Background: The evolution of adriamycin (ADR) resistance in the treatment of breast cancer often leads to a poor prognosis in patients. Ubiquitin-specific peptidase 37 (USP37) has been recently identified as a modulator in regulating the stemness of breast cancer cells, but its underlying mechanism remains unclear. In this study, we investigated whether USP37 knockdown could hamper the chemical resistance of MCF-7 and MCF-7/ADR cells to adriamycin and elucidated the potential mechanism. Methods: Immunohistochemistry, western blotting, and RT-qPCR assays were performed to detect the USP37 expression in MCF-7 and MCF-7/ADR cells. The efficiency of USP37 knockdown in breast cancer cells was confirmed by western blotting and RT-qPCR assays. We also performed CCK-8 assay, flow cytometry, western blotting, and TUNEL assays to evaluate cell viability and apoptosis in breast cancer cells. In vivo study was performed to detect the tumorigenicity of MCF-7/ADR cells transfected with shScramble or shUSP37#1 under adriamycin treatment. Results: Bioinformatic analysis indicated that USP37 overexpression was positively correlated with adriamycin resistance. The expression levels of USP37 in both MCF-7 and MCF-7/ADR cells increased significantly with the exposure to adriamycin in a dose-dependent manner.
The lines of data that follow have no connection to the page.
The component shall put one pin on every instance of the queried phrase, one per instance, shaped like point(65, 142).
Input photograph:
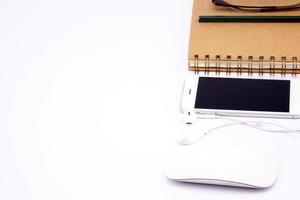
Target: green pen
point(249, 19)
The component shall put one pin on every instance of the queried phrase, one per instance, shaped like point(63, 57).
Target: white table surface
point(89, 104)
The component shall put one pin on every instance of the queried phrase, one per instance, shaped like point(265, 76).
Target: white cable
point(252, 124)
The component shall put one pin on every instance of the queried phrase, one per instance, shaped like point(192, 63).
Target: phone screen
point(243, 94)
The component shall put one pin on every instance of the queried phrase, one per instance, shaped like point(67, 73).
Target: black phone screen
point(243, 94)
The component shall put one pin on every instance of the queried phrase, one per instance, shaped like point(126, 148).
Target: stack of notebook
point(263, 48)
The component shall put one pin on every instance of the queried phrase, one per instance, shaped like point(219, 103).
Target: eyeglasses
point(256, 8)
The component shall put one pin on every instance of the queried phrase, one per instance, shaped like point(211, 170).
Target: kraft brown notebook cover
point(243, 47)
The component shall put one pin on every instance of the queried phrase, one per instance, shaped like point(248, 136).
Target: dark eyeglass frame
point(223, 3)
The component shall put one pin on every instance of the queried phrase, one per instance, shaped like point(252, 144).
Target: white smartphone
point(249, 97)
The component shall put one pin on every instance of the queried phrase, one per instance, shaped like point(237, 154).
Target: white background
point(89, 104)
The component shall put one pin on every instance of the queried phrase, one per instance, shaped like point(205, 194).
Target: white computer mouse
point(228, 167)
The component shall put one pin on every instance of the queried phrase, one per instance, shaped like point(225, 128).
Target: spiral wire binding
point(206, 64)
point(295, 67)
point(283, 66)
point(250, 65)
point(228, 65)
point(260, 66)
point(272, 66)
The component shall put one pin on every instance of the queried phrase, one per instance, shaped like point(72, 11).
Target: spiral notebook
point(260, 48)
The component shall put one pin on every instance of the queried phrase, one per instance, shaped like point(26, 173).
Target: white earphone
point(191, 134)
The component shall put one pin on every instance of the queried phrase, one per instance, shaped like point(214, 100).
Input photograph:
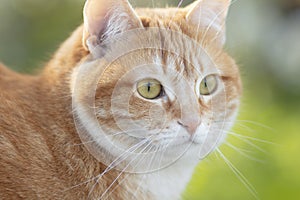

It was verified by the observation that USP37 downregulation elevated the inhibitory effects of adriamycin on breast cancer cells, suppressed cell proliferation caused by cell cycle arrest in G1/S transition, as well as induced apoptosis. Furthermore, in vivo study showed that knockdown of USP37 expression also decreased tumorigenicity of MCF-7/ADR cells in mice. TUNEL assay and observation of cell morphology magnified USP37 knockdown synergized with Adriamycin could elevate the apoptosis of MCF-7 and MCF-7/ADR cells. Western blotting assay illustrated that the combination of USP37 knockdown with adriamycin treatment significantly upregulated the expression levels of cleaved caspase 3 and Bax, whereas the expression level of Bcl-2 was inhibited. Conclusion: Knockdown of USP37 gene expression can reverse the resistance of breast cancer cells to adriamycin, and down-regulating USP37 might be a valuable strategy against ADR resistance in breast cancer therapy.